Friday, May 17, 2013

Classics Spin Redux



Technically, I'm on a blogging break.  But I really, really loved The Classics Spin from a couple a months ago, and I adore making lists.  Also, I'm really, really trying to read books off my own shelves.  So I am going to let the nice people at the Classics Club choose my next classic read off the following list from my own shelves, and complete it before July 1.  Hopefully by July 1 I'll be inspired to write something about what I'm reading.
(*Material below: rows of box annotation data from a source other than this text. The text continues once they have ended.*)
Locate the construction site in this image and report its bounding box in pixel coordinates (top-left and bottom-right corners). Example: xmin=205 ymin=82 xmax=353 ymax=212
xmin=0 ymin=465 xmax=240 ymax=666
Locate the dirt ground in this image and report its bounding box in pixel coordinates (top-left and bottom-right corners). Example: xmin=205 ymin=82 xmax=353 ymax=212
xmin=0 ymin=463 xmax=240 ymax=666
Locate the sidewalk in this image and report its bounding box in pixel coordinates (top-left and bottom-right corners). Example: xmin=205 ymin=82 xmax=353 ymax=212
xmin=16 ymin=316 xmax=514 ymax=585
Anyway, here's my second Classics Spin List:

Five books I really want to read:

1.  Shadows on the Rock by Willa Cather
2.  The Edwardians by Vita Sackville-West
3.  The Ladies' Paradise by Emile Zola
4.  Twilight Sleep by Edith Wharton
5.  Theater by W. Somerset Maugham

Five books I'm sort of dreading:

6.  Lady Chatterley's Lover by D. H. Lawrence
7.  Moby-Dick by Herman Melville
8.  The Good Soldier Svejk by Jaroslav Hacek
9.  Nana by Emile Zola
10. Giants of the Earth by A. E. Rolvaag

Five books I'm neutral about:

11.  Sentimental Education by Gustav Flaubert
12.  Lucky Jim by Kingsley Amis
13.  The Return of the Soldier by Rebecca West
14.  New Grub Street by George Gissing
15.  I, Claudius by Robert Graves

Five books by Anthony Trollope (I still have eight books by Trollope on my list!):

16. Rachel Ray
17. Miss Mackenzie
18. Orley Farm
19. Ayala's Angel
20. He Knew He Was Right

Bloggers, which of these have you read?  Loved them or hated them?  I'm really looking forward to Monday to see what number comes up!

Updated:  The Classics Spin number was . . . 6!!  So I'll be reading (or attempting to read) Lady Chatterley's Lover by D. H. Lawrence, also one of the books on my TBR Pile Challenge List.  This might just be the push I need to give it a try.  Who knows, maybe I'll like it.  I was expecting to hate Sons and Lovers and I really liked it.  

Tuesday, May 14, 2013

A Blogging Break

I wish I were in this hammock, reading a good book, but I am not.

As you may or may not have noticed, it's been nearly a month since my last blog posting.  Although I'm still reading at an admirable pace, lately I just have not been inspired enough to blog about it.  A full-time job and a family are just getting in the way, I guess.  For the past few months it's been feeling more like homework.  

So I'm not saying I'm going to give up blogging, but for awhile, I'm going to take a little break.  I'm still following lots of book blogs, and I'm going to continue commenting (at least until July 1 when Google Reader is disappearing, and I'll have to find another way to keep up with my subscriptions).

Anyway, I'll have plenty of books to keep me busy and I hope to be back at some point.  Happy reading, everyone!